The particular weeping willow from which this garland was to be gathered was one of the most pliant and flexible in Rubicon Meadows, and it needed to be so; for many years it had been used as a rocking-horse by the slender, graceful girl swinging on one of its drooping branches.

Up and down she went, seated comfortably on one of the lower limbs. The time was seven o’clock in the morning, the season early July,—the period of greatest greenness, freshness, and delicacy in the New England summer.

The girl was putting in the hour that must elapse before her parents should see fit to descend from their chamber and partake of breakfast; and while she swung, her gaze wandered far out over the meadows toward the distant village twinkling and sparkling in the early morning sun.

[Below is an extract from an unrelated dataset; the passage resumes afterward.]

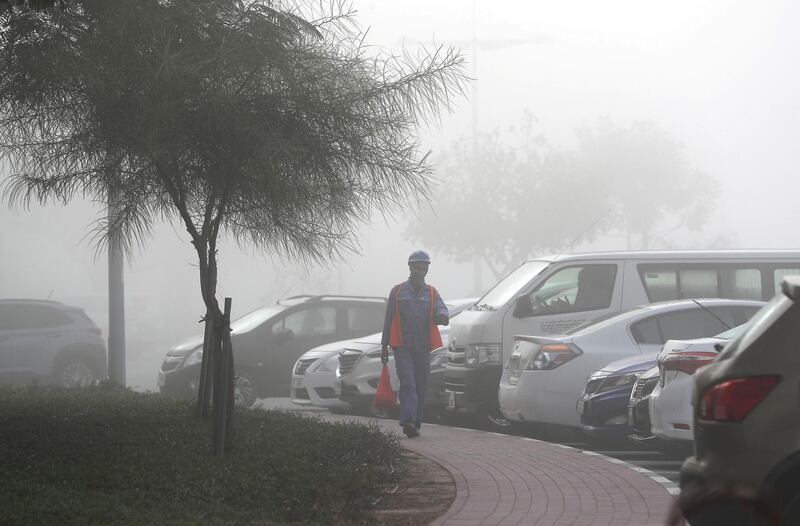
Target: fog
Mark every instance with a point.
(718, 76)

It was one of the loveliest spots in New Hampshire, but the river and the meadows and the village were an old story to the swinging girl. At present her thoughts were far from her home and her immediate surroundings; and, closing her eyes, she sang more vivaciously than ever:

“‘He’s a gay and gallant rover,

And I ’spect he’s false to me.’”

“No, he isn’t,” said a voice, so deep and so sudden that she almost lost her balance, and her hazel eyes flew open with unwonted rapidity.

“Ah!” she said, drawing a long breath, and clinging closer to her shaggy green steed.